Le Comité des Ministres du Conseil de l’Europe, chargé de superviser la mise en œuvre par les États membres des arrêts de la Cour EDH, a publié six décisions et deux résolutions appelant la Turquie à libérer Demirtaş de sa détention. Lors de sa session du 5 au 7 décembre de cette année, le Comité des Ministres examinera pour la troisième fois l’incapacité de la Turquie à mettre en œuvre l’arrêt relatif à Yüksekdağ et à la libérer.

Les quatre organisations non gouvernementales ont soumis une proposition conjointe au Comité des Ministres lui demandant de rendre une décision en décembre appelant à la libération de Yüksekdağ.

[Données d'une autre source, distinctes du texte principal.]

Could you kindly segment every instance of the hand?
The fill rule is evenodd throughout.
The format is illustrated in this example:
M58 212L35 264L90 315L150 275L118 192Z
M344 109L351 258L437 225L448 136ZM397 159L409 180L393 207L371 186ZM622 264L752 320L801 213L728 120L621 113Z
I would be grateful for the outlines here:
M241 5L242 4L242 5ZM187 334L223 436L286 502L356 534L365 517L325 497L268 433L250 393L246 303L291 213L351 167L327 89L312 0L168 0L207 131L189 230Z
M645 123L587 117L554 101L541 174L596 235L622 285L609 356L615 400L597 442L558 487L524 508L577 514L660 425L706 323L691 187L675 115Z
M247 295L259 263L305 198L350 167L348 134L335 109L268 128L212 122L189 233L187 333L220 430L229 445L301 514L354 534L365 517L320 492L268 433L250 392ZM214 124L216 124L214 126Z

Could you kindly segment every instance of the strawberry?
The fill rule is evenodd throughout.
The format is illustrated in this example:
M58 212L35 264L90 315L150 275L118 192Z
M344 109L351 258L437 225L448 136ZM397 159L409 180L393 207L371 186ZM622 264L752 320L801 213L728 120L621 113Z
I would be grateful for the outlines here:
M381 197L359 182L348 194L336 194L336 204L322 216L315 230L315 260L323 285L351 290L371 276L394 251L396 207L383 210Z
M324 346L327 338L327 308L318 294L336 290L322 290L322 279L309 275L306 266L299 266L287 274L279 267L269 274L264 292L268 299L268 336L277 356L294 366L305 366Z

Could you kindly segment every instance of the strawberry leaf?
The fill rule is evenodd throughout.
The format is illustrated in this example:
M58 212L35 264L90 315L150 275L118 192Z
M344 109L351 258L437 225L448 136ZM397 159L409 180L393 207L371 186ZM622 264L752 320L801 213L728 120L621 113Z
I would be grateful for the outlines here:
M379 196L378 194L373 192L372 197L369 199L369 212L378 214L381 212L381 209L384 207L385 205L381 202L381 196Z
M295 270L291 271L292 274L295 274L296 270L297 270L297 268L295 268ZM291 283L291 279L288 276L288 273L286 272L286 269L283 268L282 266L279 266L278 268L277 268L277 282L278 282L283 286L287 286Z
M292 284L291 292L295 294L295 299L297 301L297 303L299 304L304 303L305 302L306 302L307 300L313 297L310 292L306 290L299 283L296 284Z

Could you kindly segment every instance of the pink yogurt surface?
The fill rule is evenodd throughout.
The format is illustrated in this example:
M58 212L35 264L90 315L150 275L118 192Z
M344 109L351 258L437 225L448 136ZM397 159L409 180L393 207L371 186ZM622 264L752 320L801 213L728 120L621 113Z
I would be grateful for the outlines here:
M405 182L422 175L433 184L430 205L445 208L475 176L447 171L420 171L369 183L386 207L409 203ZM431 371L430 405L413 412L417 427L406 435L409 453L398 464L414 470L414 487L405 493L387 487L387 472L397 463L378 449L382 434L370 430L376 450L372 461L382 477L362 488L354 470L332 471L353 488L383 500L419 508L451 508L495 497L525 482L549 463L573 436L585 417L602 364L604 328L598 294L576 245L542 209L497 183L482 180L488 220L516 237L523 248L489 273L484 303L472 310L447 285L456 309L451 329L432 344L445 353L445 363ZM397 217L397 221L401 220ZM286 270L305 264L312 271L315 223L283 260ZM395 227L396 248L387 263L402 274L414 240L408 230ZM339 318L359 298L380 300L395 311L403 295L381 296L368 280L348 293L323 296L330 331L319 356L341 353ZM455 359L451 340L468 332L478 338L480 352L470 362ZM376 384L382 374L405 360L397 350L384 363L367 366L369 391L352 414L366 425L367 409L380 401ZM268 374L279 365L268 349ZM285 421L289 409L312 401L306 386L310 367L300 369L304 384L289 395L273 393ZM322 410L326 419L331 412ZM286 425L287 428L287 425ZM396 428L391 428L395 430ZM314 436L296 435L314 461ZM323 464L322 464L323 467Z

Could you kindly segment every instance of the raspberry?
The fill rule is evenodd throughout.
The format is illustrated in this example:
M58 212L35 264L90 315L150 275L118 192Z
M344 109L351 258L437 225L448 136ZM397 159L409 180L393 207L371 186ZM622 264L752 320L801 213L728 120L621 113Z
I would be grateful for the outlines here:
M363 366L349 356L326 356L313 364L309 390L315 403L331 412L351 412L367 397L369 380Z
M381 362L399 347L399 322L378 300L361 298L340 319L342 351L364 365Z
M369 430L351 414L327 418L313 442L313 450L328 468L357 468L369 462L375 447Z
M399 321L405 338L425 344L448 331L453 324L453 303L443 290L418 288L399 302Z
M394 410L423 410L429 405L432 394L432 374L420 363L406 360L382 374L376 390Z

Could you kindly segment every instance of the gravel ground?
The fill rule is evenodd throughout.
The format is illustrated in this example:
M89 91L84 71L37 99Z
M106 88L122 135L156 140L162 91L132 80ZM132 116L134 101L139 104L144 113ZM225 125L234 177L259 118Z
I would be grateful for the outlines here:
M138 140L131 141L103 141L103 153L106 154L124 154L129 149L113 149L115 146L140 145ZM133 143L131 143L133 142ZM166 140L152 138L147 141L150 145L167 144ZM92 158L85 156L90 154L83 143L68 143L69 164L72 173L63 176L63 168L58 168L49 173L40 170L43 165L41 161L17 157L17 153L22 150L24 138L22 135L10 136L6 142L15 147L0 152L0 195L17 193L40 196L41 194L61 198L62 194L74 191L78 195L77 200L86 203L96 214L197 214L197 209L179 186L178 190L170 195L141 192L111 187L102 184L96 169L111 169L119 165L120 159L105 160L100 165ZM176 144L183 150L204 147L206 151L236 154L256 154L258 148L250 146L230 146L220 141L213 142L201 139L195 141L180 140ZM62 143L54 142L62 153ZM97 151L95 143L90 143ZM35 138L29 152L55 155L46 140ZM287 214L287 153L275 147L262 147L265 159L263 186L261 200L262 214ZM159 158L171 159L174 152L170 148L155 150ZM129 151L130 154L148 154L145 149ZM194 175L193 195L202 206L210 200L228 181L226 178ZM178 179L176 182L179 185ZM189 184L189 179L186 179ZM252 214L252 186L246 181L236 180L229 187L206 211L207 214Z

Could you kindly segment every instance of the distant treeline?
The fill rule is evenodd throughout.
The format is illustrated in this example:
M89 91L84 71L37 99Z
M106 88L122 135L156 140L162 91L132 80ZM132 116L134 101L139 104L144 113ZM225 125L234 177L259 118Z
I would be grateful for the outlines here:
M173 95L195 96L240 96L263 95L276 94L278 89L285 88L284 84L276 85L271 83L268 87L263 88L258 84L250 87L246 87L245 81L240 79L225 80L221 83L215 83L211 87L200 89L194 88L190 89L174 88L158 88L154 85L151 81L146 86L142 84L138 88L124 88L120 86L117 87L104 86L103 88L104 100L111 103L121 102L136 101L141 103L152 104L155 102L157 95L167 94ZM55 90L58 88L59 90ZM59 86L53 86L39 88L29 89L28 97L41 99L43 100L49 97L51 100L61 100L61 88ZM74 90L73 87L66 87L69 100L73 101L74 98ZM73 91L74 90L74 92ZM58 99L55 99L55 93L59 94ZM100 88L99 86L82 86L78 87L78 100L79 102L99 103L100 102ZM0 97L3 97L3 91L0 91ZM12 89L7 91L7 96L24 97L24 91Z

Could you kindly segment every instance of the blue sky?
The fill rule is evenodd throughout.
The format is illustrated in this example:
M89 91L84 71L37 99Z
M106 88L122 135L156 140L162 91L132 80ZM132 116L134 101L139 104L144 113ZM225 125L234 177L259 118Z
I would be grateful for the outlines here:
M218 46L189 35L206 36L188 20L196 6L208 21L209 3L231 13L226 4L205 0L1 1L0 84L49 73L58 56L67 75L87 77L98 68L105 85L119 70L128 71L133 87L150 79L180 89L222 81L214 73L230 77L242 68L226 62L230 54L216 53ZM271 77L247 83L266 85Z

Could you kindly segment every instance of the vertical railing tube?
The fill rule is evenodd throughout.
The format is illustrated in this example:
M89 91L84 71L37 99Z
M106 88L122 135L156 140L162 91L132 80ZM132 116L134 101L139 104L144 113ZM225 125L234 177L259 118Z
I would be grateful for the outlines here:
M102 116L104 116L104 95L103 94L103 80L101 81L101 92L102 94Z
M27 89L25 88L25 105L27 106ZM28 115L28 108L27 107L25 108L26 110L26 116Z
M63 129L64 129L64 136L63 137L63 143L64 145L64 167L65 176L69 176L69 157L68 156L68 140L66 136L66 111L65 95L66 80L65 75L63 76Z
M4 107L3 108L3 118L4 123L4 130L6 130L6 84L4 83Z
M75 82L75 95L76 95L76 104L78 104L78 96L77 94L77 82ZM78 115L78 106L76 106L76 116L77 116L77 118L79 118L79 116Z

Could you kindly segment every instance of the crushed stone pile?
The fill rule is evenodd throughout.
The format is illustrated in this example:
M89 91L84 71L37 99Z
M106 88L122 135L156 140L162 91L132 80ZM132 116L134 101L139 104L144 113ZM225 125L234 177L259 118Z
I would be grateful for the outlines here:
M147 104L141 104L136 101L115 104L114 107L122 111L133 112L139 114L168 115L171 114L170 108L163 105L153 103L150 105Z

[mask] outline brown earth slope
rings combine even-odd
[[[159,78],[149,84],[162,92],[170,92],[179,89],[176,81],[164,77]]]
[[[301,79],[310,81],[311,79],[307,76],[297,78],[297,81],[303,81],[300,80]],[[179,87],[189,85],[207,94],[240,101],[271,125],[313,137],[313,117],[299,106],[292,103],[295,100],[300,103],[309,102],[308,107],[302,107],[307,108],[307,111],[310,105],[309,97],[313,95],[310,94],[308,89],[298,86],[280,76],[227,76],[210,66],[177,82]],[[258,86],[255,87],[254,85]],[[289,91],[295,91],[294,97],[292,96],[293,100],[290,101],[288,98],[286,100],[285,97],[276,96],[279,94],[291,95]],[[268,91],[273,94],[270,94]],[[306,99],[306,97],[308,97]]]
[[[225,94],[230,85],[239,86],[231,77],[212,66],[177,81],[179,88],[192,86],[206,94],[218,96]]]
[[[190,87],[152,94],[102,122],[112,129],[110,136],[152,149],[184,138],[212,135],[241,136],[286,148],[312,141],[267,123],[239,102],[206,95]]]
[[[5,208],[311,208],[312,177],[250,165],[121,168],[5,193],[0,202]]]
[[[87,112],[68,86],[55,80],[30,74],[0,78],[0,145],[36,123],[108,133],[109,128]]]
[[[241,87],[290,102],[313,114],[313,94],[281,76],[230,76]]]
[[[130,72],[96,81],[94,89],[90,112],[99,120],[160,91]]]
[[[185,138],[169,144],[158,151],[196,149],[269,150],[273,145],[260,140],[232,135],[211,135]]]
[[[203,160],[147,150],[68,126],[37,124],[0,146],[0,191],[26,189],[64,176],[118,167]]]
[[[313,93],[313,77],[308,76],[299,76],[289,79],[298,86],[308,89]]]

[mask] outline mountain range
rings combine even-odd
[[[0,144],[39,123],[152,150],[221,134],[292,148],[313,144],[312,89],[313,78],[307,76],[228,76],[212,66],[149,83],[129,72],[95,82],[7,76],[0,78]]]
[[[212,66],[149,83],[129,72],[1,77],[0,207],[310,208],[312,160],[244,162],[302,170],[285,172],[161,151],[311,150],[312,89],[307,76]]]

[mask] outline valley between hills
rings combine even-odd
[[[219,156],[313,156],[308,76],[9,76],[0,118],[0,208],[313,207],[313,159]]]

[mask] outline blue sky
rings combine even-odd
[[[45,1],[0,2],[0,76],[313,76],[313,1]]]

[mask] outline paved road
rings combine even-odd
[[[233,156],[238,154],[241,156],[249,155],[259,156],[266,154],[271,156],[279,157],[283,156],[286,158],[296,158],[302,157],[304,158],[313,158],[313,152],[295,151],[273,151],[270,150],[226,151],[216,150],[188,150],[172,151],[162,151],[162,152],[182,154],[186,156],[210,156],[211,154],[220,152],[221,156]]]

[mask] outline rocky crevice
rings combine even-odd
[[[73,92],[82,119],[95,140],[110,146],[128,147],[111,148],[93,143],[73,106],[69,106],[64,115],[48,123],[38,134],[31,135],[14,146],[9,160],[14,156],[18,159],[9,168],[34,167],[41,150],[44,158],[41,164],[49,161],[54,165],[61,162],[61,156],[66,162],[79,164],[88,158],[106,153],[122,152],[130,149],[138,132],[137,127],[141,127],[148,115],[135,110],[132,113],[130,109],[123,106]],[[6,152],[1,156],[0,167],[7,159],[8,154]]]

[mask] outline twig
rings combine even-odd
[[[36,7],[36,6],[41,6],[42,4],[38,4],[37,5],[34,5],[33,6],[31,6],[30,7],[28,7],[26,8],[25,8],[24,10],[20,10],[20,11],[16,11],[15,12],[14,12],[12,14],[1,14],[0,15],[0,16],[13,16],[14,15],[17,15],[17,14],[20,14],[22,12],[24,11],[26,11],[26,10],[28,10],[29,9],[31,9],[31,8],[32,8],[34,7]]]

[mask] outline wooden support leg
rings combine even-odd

« La Turquie a ignoré les nombreuses décisions et résolutions intérimaires du Comité appelant à la libération immédiate de Demirtaş. Ce refus de se conformer aux obligations internationales de la Turquie a été répété dans le cas de Yüksekdağ », a déclaré Ayşe Bingöl Demir, directrice du projet turc de soutien aux litiges en matière de droits de l’homme. « Le Comité doit intensifier sans plus tarder son examen de la Turquie dans le cadre de ces affaires, et cela doit inclure le déclenchement de procédures d’infraction, conformément à la voie suivie à juste titre dans le cas du défenseur des droits emprisonné Osman Kavala. »

Dix-huit autres anciens élus du parti et maires du HDP et d’un parti affilié, le Parti des régions démocratiques, sont également actuellement détenus. Parmi eux figurent l’éminent ancien maire élu de Diyarbakır, Gültan Kışanak, détenu depuis le 25 octobre 2016, et Sebahat Tuncel, ancien coprésident du Parti des régions démocratiques, arrêté le 6 novembre 2016. La détention provisoire de Kışanak a dépassé la limite légale. de sept ans en droit turc, alors que sept ans de détention provisoire constituent une violation flagrante du droit international des droits de l’homme. Les détentions de ces hommes politiques sont manifestement arbitraires et politiquement motivées, et les personnes emprisonnées doivent être immédiatement libérées, ont déclaré les organisations.